Olivia Laing has had a productive couple of years. The Silver Book arrives hot on the heels of The Garden Against Time, a memoir-cum-environmentalist treatise published in 2024. It is a novel of stunning imaginative power that was apparently written in just three months.
Set in 1975, during the making of two great works of Italian cinema, Federico Fellini’s Casanova and Pier Paolo Pasolini’s Salò, it is suffused with the glamour and intrigue of these filmmakers’ worlds. It offers a fictional retelling of the events that led up to Pasolini’s murder – a crime that remains unsolved – on 2 November. But at heart the book is a love story that follows the relationship between Danilo Donati – the costume and production designer responsible for realising Fellini’s and Pasolini’s visions – and a young English boy called Nicholas.

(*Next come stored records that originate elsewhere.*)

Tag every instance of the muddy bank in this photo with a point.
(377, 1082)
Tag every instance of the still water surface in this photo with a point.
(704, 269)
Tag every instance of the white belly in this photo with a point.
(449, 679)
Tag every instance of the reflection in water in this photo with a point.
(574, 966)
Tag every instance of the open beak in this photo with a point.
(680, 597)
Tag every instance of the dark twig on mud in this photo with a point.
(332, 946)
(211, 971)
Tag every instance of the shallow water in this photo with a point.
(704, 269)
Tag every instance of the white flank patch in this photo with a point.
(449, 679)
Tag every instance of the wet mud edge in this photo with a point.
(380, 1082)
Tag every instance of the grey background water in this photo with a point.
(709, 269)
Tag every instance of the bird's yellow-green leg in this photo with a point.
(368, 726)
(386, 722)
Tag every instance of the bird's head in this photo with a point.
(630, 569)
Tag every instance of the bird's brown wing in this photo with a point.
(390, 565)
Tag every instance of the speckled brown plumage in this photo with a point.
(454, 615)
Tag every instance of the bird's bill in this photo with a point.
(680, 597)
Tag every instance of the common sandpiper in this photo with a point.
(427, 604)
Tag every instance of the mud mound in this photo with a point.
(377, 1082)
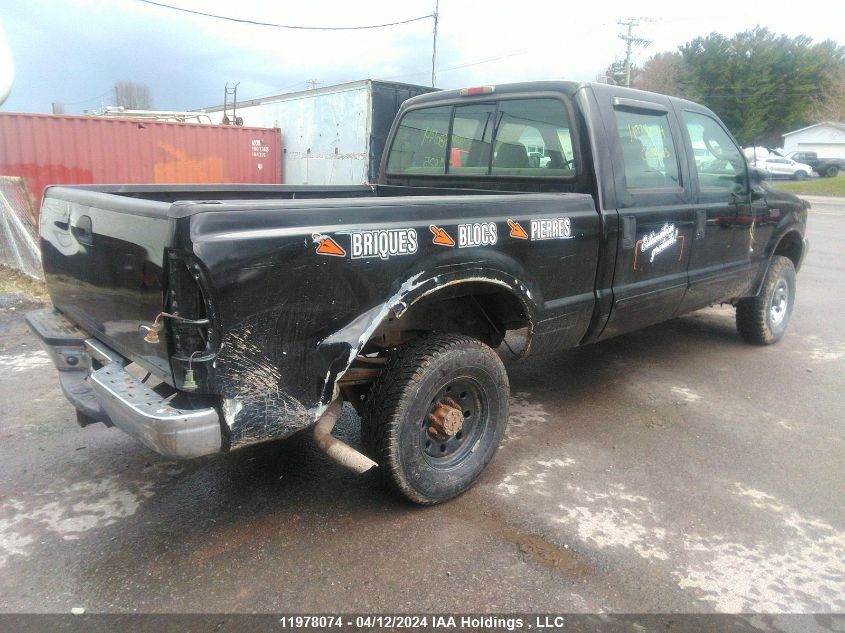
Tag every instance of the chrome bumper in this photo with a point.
(95, 381)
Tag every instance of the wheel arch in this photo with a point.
(791, 245)
(504, 295)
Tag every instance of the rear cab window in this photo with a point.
(508, 138)
(721, 168)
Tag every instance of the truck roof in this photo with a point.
(567, 87)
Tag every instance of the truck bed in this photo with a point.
(283, 317)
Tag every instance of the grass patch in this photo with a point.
(814, 187)
(15, 282)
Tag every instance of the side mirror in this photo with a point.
(757, 175)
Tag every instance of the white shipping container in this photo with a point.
(330, 136)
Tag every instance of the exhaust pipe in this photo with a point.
(339, 451)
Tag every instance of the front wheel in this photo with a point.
(435, 416)
(762, 320)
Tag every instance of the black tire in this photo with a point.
(762, 320)
(417, 379)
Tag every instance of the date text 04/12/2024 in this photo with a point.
(458, 622)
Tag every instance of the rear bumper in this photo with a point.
(94, 379)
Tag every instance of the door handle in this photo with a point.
(629, 231)
(700, 223)
(82, 230)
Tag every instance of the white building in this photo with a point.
(826, 139)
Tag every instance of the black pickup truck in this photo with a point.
(530, 217)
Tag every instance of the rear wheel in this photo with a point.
(762, 320)
(435, 416)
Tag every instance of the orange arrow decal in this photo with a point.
(516, 230)
(327, 246)
(441, 237)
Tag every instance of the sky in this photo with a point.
(73, 51)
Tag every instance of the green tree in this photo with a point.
(664, 73)
(759, 83)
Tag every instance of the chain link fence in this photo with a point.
(18, 233)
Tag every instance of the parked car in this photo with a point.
(257, 310)
(782, 167)
(830, 167)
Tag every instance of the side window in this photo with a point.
(721, 165)
(533, 139)
(419, 146)
(648, 150)
(472, 139)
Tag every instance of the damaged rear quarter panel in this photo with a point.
(291, 321)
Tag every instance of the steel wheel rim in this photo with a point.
(451, 451)
(779, 303)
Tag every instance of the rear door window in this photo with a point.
(533, 139)
(648, 150)
(722, 166)
(518, 137)
(419, 146)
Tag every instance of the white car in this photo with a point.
(780, 167)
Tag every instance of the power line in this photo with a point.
(287, 26)
(100, 96)
(630, 41)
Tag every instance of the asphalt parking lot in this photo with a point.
(674, 469)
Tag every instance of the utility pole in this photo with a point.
(630, 41)
(436, 17)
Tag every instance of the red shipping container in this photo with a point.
(47, 149)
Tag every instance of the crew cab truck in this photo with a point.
(202, 319)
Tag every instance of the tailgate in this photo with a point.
(103, 257)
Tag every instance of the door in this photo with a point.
(720, 258)
(654, 213)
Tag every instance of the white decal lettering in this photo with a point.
(551, 229)
(383, 243)
(477, 234)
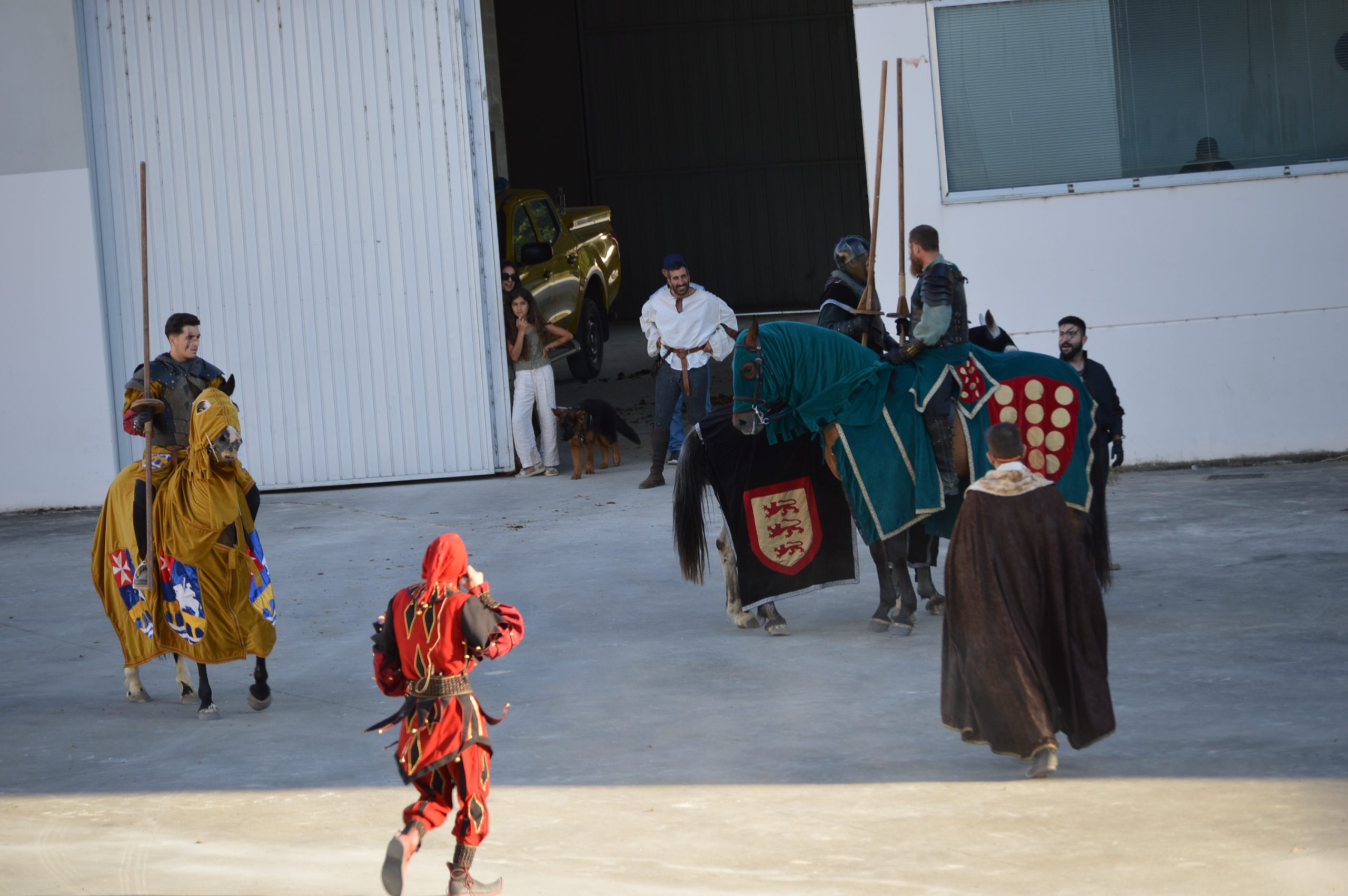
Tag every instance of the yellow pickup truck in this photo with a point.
(569, 261)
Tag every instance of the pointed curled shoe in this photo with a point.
(460, 882)
(1045, 763)
(401, 851)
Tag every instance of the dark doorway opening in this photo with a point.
(727, 131)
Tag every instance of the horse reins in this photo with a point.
(759, 367)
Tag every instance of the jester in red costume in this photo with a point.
(427, 643)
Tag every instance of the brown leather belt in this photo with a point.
(440, 686)
(682, 356)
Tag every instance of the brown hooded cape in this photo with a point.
(1025, 647)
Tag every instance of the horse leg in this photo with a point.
(924, 552)
(259, 695)
(206, 712)
(897, 553)
(136, 692)
(184, 678)
(927, 591)
(885, 572)
(773, 622)
(734, 607)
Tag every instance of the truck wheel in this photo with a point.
(587, 363)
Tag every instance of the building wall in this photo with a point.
(53, 357)
(1219, 309)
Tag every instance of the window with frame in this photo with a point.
(1056, 96)
(522, 231)
(547, 222)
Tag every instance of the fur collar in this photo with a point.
(1009, 483)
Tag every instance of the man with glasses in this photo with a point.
(687, 328)
(1072, 341)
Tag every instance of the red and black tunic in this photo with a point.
(425, 644)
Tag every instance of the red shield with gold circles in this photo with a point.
(784, 524)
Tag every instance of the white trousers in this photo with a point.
(536, 389)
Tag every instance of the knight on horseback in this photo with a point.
(839, 306)
(212, 600)
(940, 318)
(177, 377)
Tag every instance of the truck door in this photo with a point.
(561, 275)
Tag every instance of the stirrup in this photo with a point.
(461, 882)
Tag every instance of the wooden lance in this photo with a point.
(867, 305)
(902, 313)
(147, 401)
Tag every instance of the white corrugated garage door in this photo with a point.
(321, 197)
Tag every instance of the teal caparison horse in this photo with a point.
(797, 379)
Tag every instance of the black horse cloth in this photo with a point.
(788, 515)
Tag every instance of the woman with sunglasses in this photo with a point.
(534, 386)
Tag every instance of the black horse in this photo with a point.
(893, 557)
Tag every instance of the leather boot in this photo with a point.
(660, 446)
(400, 852)
(461, 882)
(943, 444)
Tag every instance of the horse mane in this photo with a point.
(691, 483)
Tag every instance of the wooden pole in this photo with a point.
(150, 560)
(868, 295)
(902, 312)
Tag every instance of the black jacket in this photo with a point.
(1108, 411)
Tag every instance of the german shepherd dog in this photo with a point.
(593, 422)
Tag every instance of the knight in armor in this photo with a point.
(177, 377)
(428, 640)
(940, 317)
(843, 292)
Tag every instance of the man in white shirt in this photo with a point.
(688, 328)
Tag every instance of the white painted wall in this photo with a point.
(1138, 267)
(58, 451)
(320, 196)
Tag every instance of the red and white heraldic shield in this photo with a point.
(784, 524)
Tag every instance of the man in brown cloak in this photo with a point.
(1024, 651)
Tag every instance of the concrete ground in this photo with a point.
(653, 750)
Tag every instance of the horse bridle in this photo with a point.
(755, 372)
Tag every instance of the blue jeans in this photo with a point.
(677, 423)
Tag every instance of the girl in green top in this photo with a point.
(534, 387)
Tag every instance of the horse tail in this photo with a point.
(691, 483)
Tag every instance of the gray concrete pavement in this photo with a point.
(653, 748)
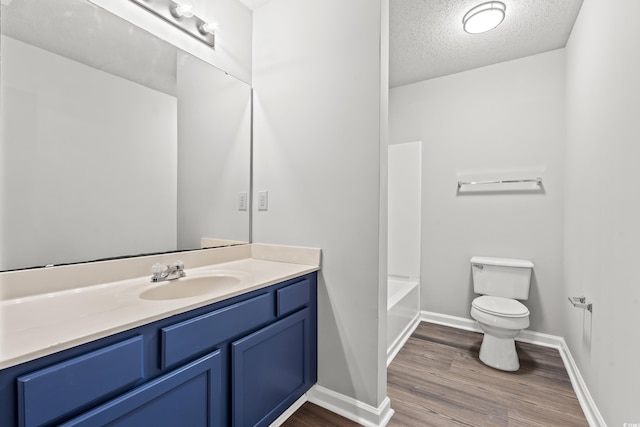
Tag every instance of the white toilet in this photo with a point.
(500, 281)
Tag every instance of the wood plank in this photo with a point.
(437, 379)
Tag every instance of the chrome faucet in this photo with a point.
(167, 272)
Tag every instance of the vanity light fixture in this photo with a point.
(484, 17)
(182, 9)
(182, 14)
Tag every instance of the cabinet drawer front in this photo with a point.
(50, 393)
(193, 336)
(293, 297)
(187, 396)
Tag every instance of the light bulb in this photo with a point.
(207, 28)
(182, 9)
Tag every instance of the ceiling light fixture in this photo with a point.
(484, 17)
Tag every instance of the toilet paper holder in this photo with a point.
(581, 302)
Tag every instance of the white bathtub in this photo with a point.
(403, 311)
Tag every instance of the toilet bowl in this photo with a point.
(501, 282)
(501, 319)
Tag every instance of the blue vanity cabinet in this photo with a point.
(187, 396)
(237, 362)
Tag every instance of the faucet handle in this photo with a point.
(158, 269)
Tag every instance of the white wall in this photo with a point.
(54, 133)
(405, 174)
(214, 158)
(602, 206)
(317, 150)
(233, 40)
(502, 121)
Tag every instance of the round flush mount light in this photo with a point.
(484, 17)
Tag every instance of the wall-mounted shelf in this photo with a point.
(537, 181)
(581, 302)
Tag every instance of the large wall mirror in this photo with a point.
(113, 142)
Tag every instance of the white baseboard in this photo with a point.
(579, 386)
(393, 350)
(351, 408)
(286, 414)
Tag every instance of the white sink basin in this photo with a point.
(187, 287)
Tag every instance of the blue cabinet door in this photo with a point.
(271, 369)
(187, 396)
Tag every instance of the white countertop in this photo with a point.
(37, 325)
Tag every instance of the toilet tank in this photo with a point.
(501, 277)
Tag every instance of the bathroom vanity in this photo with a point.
(238, 356)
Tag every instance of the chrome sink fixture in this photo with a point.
(167, 272)
(192, 286)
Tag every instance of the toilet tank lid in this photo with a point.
(505, 262)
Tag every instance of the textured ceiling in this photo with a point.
(427, 39)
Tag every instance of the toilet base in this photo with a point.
(499, 353)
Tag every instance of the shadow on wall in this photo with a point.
(333, 371)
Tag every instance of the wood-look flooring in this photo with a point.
(438, 380)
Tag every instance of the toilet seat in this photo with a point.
(498, 306)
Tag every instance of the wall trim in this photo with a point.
(588, 405)
(290, 411)
(351, 408)
(400, 341)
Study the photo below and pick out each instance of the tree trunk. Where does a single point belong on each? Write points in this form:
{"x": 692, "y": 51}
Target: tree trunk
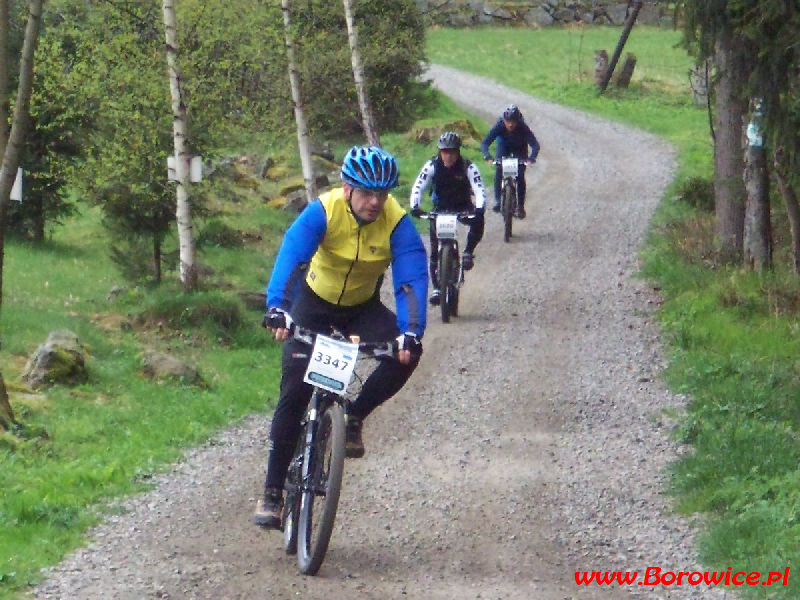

This is an ambitious set-up, but Laing (who uses gender-neutral pronouns) is more than up to the task. The Silver Book exhibits her characteristic flair for responding to different art forms; a fascination with individuals who are at odds with the status quo; and her fierce political sensibility. The subject matter is indeed overtly political: Salò is a nightmarish allegory of fascism, and the themes of artifice and sexual abandonment in Casanova echo Nicholas’s plight as a homosexual in 1970s Italy. His identity comes with the ‘emotional burden of self-invention’. Wearying of the strain, Nicholas longs, through romantic connection, ‘to be gutted, to be relieved of his personality and his face, to dance on the hook like an exhausted fish’.
Laing makes us realise the effort involved in sustaining illusions both in life and art. When Nicholas asks Donati why Casanova is being filmed in Rome rather than Venice, where the action of the plot takes place, he is told: ‘Because the film is not set in Venice. It is set in Fellini’s Venice, and that has to be made from scratch.’ These are film-makers intent on fashioning a reality that fits the precise contours of their imagination. The resourceful Donati makes a ‘mosaic out of boiled sweets’; he uses chocolate to resemble excrement; he becomes ‘a magpie for materials that might transcend themselves, given the right lighting’. He and his circle are in the business, as he puts it, of creating ‘authentic illusions’. In this rigorously researched yet highly inventive novel that delights in mingling fact and fiction, Laing is, too.